Now that you’ve found a couple reasons to smile or laugh, you may still be feeling down, but you’re headed in a better direction. You might have a better ability to control your deep emotion and maintain a bit more composure from your previous grief. Any improvement is a plus, but don’t stop here.

If you need to, keep forcing that smile, keep forcing that laugh, more things will come that you can smile and laugh about.

If You Get Stuck

If at any point you are having difficulty finding something to smile or laugh about and you’ve been force-smiling or force-laughing for at least 5-10 minutes, try some of these things while you are doing this exercise:

Look up pictures, quotes or stories online that are funny.
Turn on a funny show or movie, maybe your favorite stand-up comedian. Jerry Seinfeld and Jim Gaffigan are my go-tos.

Find someone to help you do the exercise with you. There is nothing more contagious than smiling and laughter, except maybe things that are actually contagious like the flu.

If I’m feeling down, I will sit and fake laugh with my husband and he’ll start laughing at my fake laugh and then I’ll laugh because he’s laughing and before I know it I feel a bit better.

The Importance of Laughter

Laughter is part of what gives meaning to life. It makes a moment memorable and our days worthwhile. We all deserve to laugh no matter how dire our situation. If your pain and grief is so bad that you find yourself thinking, “What’s the point?” then you need to laugh. While this exercise isn’t going to change your circumstances, it will improve the mood so you can focus on doing that.

I’d love to hear about your best methods for how to make yourself laugh. Please share in the comments.





4 Replies on “How to Make Yourself Laugh

  1. Dear Jaime, what an interesting concept. You are so right about laughing. Life is literally to short to grieve in sorrow.

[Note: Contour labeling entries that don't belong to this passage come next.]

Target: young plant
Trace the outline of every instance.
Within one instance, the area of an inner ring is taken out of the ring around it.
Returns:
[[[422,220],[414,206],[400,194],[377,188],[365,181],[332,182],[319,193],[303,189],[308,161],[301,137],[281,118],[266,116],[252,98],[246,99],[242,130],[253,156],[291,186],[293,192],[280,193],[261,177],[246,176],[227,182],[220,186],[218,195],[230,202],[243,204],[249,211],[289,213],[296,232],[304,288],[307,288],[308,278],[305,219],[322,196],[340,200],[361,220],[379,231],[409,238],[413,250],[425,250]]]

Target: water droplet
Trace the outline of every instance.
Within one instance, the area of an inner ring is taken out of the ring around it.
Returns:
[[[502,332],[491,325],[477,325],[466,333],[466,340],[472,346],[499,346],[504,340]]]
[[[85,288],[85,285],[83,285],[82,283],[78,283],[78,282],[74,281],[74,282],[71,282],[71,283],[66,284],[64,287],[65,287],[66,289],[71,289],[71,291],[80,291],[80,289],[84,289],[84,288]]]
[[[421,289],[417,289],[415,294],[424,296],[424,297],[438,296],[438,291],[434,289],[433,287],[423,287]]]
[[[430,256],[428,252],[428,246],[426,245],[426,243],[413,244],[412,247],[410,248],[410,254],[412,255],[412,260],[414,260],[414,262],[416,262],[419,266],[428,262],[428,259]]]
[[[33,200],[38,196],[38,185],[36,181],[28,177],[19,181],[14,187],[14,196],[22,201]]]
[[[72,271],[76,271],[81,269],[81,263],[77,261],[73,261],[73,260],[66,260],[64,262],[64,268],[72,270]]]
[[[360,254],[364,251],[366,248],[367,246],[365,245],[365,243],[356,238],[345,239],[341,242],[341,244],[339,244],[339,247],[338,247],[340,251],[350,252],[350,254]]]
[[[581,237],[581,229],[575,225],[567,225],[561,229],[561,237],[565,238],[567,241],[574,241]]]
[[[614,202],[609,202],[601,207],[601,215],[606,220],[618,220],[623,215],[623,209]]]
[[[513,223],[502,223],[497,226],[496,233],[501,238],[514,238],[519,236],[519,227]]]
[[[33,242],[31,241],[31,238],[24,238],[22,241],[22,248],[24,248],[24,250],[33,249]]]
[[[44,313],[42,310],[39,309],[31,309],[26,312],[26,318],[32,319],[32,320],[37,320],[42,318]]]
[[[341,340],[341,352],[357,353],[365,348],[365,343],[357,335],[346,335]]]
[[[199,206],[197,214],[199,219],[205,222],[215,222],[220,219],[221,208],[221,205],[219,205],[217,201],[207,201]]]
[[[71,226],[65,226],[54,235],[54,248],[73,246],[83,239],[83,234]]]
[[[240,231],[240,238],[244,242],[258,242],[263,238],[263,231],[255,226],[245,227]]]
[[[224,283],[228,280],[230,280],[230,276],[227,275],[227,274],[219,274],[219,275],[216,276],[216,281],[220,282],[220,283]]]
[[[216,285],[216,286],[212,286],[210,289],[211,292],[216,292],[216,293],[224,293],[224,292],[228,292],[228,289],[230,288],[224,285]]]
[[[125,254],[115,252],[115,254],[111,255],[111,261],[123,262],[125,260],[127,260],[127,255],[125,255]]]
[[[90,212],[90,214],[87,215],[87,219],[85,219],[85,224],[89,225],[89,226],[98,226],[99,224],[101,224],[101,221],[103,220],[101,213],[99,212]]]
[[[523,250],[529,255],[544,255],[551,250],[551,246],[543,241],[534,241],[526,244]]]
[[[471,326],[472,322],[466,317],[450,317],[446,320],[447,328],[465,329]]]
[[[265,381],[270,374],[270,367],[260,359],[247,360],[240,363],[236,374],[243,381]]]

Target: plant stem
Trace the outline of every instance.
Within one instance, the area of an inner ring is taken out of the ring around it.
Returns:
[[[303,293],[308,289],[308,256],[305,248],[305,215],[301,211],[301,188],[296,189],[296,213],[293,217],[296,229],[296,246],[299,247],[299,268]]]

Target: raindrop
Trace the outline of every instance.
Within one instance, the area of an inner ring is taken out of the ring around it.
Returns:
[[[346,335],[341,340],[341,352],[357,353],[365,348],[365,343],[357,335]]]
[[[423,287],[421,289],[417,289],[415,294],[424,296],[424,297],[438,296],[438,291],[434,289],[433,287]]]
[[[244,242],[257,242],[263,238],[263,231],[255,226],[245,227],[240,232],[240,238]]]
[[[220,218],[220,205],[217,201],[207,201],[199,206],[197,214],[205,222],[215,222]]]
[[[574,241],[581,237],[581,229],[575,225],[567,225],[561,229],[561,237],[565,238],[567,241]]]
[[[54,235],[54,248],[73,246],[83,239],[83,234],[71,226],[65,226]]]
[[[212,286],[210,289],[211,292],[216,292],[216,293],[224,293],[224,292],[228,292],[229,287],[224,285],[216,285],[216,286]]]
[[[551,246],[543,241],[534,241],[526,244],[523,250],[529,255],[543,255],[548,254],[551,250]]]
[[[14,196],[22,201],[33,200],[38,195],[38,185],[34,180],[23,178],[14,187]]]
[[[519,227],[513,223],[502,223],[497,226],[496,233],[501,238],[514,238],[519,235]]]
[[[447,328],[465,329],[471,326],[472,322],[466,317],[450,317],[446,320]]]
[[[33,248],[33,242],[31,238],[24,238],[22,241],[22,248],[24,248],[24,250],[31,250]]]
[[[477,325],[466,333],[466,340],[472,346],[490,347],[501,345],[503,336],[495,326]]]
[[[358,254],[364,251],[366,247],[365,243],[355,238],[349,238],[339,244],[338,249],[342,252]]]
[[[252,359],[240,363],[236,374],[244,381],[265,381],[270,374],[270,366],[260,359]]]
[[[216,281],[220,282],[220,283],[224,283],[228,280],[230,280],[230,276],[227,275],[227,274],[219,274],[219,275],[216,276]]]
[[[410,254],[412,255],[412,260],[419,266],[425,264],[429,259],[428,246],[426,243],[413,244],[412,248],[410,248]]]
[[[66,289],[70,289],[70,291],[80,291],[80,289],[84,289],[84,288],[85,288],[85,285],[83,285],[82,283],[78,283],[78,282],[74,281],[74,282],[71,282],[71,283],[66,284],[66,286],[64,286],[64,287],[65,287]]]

    I bet if I started fake laughing like that in a bathroom stall with people present, I would burst out in real laughter right then and there just because they would think I’ve gone mad.

    If I’m ever down with sadness and find myself in a stall I will use your concept for sure.

    One thing I use to make myself laugh is a simple hand buzzer. It can be bought at a Spencer’s, Hot Topic, or ordered online for a few bucks. (Ive ordered dozens in my life time because they break after a while.)

    I just show up to work and shake everybody’s hand. Their shocked expressions get me every time…the laughter is also shared with any spectators witnessing this heinous prank. They either scream, yank there hand away, yell out a profanity, or just take it with wide eyes and shock. “For God sakes man, it’s just a vibrating tickle toy lmao.”

    There is a trick to the approach, but once you get it, you will be playfully tickling palms left and right. =)

    Thanx for the awesome read


    1. Oh, my goodness. I love the gag-gift ideas from the 80’s like hand buzzers. I don’t know why, but it seems like people used to laugh a lot more back then. Maybe I was just younger. Great add. Thanks!

  2. I love this Jamie! I read somewhere that when we smile, endorphins are released. So even with a little smile, your body doesn’t know the difference, and endorphins are still released. As a waitress, I do this a lot at work when I am stressed. This article resonated with me, thank you.

    1. Wow, Colleen, what a great idea! I hadn’t thought about the chemistry involved in that. I’ve had to do the same exercise in the retail industry and it’s true that just making yourself smile can help you through anything. Thanks!